Bestes Beispiel: Die Excel-Manie! Heutzutage wird für beinahe ALLES eine Excel-Tabelle benutzt, die mal eben schnell dahingeschmiert wird, ohne sich über die Inhalte nähere Gedanken zu machen oder darüber, ob der Nutzer dieser Tabelle überhaupt weiß oder versteht, was der Ersteller von ihm möchte (von einer halbwegs brauchbaren Benutzeroberfläche rede ich erst gar nicht – ist in Excel auch deutlich schwieriger zu realisieren als bspw. mit einer Datenbank wie Access). Man selbst hat den Mehraufwand ja (erstmal) nicht und wenn der andere länger braucht, um diese Exceltabelle zu verstehen, ist das eben sein Problem. Kommt das Problem dann zu einem zurück, wird die Verbindung zur Ursprungsentscheidung gern übersehen und man schimpft über das „neue Problem“ (die Nachbesserung dieser Excel-Tabelle).

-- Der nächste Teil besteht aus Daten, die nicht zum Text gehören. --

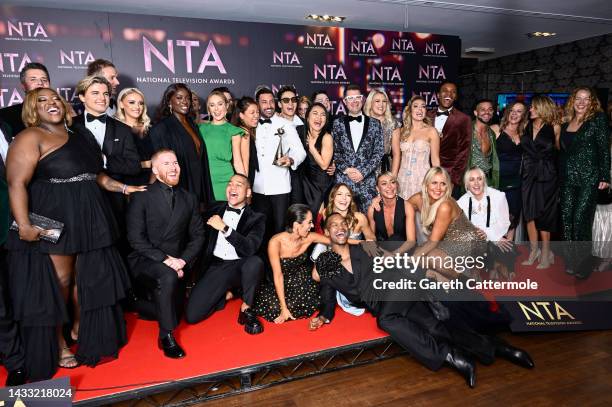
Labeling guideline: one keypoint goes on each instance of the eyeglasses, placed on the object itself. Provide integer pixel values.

Und warum das Ganze? Weil man in Excel „mal eben“ etwas erstellen und damit schnell Ergebnisse vorweisen kann. Hinter die Fassade guckt dann keiner mehr. Ich kenne Beispiele, wo Excel regelrecht „vergewaltigt“ wurde, weil jemand Aufgaben damit erledigen wollte, für die man normalerweise eine Datenbank wie bspw. Access oder gar SQL hätte nehmen sollen. Aber 1.) beherrscht kaum jemand die Datenbankprogrammierung (außer den IT-Profis und die haben ja keine Zeit für solche „Banalitäten“) und 2.) muß man bei einer Datenbank VORHER überlegen und eine Struktur aufbauen (idealerweise mit einem vernünftigen Benutzerinterface). Sowas kostet erst mal Zeit. Daß dadurch bei der weiteren Nutzung enorm viel Zeit eingespart werden kann, wird dabei außer Acht gelassen. Und dann macht man noch unglaubliche Verrenkungen, um die Excel-Daten auszuwerten, zu analysieren, neue Funktionen hinzuzufügen (alles Dinge, die eine richtige Datenbank von Haus aus bereitstellt) usw. usw.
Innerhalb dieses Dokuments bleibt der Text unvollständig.